# May hiking



## hikingslut (May 2, 2008)

Hey everyone,

I'm starting to plan a solo hiking trip (2 days) aiming for sometime in mid May.  Any suggestions on what the trail conditions might be like / equipment I should bring?  Any comments would be greatly appreciated.


----------



## MichaelJ (May 2, 2008)

Where are you looking to hike? Conditions vary greatly right now from Southern New England to the Whites, Daks, VT, or ME. You'll need to be more specific, lest the answers range all the way from dry ground to deep mud to still snow and ice and winter-like conditions.


----------



## hikingslut (May 2, 2008)

Probably heading up to the Whites.  I was thinking about the Lafayette / Franconia Notch area.


----------



## David Metsky (May 2, 2008)

Expect undermined and melting snow up high, snowshoes probably won't help.  Above treeline should be clear.


----------



## Mike P. (May 2, 2008)

I concur with Dave, I was just there last week.  A couple of weeks will raise the snow line some but unless it rains a ton & it's freakishly warm day & NIGHT (night is key, 24 hour melt cycles melt more than just daylight melting)
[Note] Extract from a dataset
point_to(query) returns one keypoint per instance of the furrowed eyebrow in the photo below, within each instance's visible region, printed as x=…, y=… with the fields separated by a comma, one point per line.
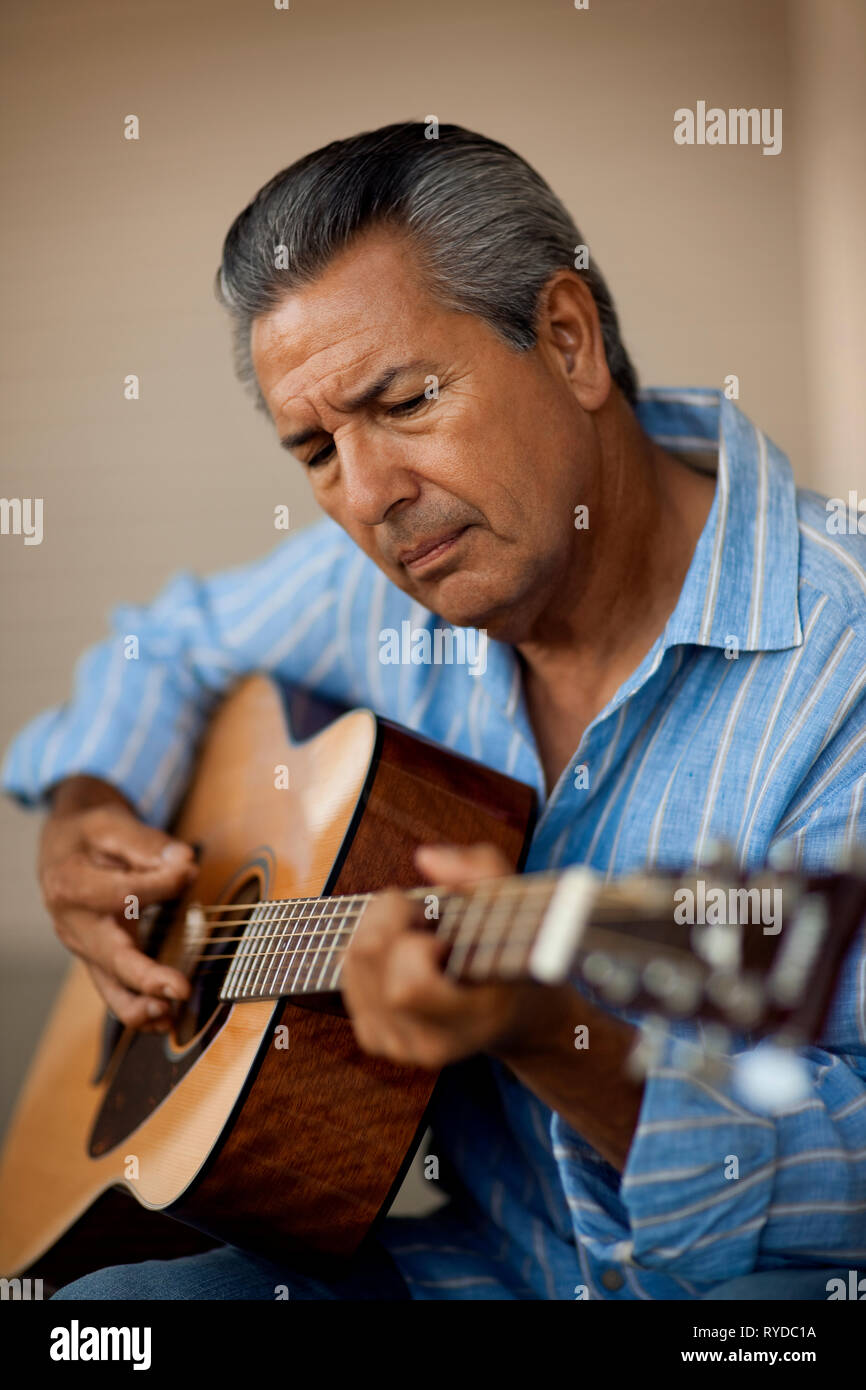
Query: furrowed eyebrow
x=363, y=398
Some south facing trails will melt out a little faster & lower areas in hardwoods will be melted but higher fir & spruce areas will have a lot of snow in them.  (Between Willey & Field on Sunday (4/27) you could still end up in thigh deep spruce traps. 
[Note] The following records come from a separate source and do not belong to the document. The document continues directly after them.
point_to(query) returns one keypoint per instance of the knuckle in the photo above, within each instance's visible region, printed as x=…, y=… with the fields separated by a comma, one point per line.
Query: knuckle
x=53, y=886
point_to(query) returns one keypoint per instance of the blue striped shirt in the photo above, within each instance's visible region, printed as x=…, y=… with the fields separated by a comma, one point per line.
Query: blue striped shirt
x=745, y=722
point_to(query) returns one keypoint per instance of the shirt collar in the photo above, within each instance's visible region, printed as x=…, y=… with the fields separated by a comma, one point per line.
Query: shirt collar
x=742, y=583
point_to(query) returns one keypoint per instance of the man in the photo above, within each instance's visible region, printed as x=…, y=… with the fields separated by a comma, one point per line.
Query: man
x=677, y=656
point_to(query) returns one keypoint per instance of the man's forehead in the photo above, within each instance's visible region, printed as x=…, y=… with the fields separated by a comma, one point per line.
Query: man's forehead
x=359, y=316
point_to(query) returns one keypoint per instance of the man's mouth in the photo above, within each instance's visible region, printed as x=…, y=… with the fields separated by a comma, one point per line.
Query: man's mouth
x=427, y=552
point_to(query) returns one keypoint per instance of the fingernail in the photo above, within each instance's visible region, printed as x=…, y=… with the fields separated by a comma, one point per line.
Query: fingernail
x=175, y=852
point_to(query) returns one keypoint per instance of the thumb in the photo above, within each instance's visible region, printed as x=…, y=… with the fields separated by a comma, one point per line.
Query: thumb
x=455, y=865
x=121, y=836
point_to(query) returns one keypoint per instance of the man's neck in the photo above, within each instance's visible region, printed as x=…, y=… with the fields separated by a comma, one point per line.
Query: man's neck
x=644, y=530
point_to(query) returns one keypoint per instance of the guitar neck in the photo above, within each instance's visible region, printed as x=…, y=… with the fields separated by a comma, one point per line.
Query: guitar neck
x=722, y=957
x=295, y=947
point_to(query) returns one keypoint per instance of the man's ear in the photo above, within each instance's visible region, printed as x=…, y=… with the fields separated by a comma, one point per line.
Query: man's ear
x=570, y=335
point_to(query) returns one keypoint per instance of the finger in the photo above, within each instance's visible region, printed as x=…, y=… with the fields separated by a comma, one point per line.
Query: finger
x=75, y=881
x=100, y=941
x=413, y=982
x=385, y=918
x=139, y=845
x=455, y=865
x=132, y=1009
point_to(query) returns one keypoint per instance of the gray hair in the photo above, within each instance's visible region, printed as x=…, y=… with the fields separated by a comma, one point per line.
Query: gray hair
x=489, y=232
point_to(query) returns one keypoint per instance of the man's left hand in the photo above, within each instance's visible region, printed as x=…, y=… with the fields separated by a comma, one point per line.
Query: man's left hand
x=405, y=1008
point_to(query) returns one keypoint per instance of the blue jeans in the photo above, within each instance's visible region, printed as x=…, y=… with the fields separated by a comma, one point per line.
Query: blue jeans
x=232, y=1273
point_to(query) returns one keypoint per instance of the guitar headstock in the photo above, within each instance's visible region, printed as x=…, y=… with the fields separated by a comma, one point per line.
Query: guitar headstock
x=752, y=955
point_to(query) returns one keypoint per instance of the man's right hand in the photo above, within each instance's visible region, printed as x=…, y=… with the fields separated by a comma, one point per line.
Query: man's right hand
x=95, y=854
If I was heading up Lafayette soon, I'd head up OBP since a lot of it does have some type of southern or SW aspect to it.


----------



## MichaelJ (May 4, 2008)

We were in the Pemi yesterday (Sat). Below 3500' there were just spots of snow here and there where drifts collected, and if the trail passed through said spots, there was still a monorail. With the rain to soak down the snow then the cold overnight temps to firm it up the past few days, that monorail is firm enough to support you bareboot if you can step really, really carefully.

Above 3500' or so all is a gamble. There were trail sections where monorail would hold, spots where you would posthole no matter what you did, and up on the top of Owl's Head there were patches where you could step anywhere and be supported.

The real risk right now is where the trail is rocky or crossed with roots or blowdown. If you posthole in just the wrong spot, you can small a knee into one of those unseen obstacles. Repeatedly. Bleeding all over the snow.

Up high, snowshoes will still make a difference where the packed trail crosses snow drifts. I had to pull myself out of one which my compatriots (with MSR snowshoes) stepped right over.

Of course, it will all be different again by next weekend.


----------



## hikingslut (May 5, 2008)

Thanks for the advice.  I appreciate it.


----------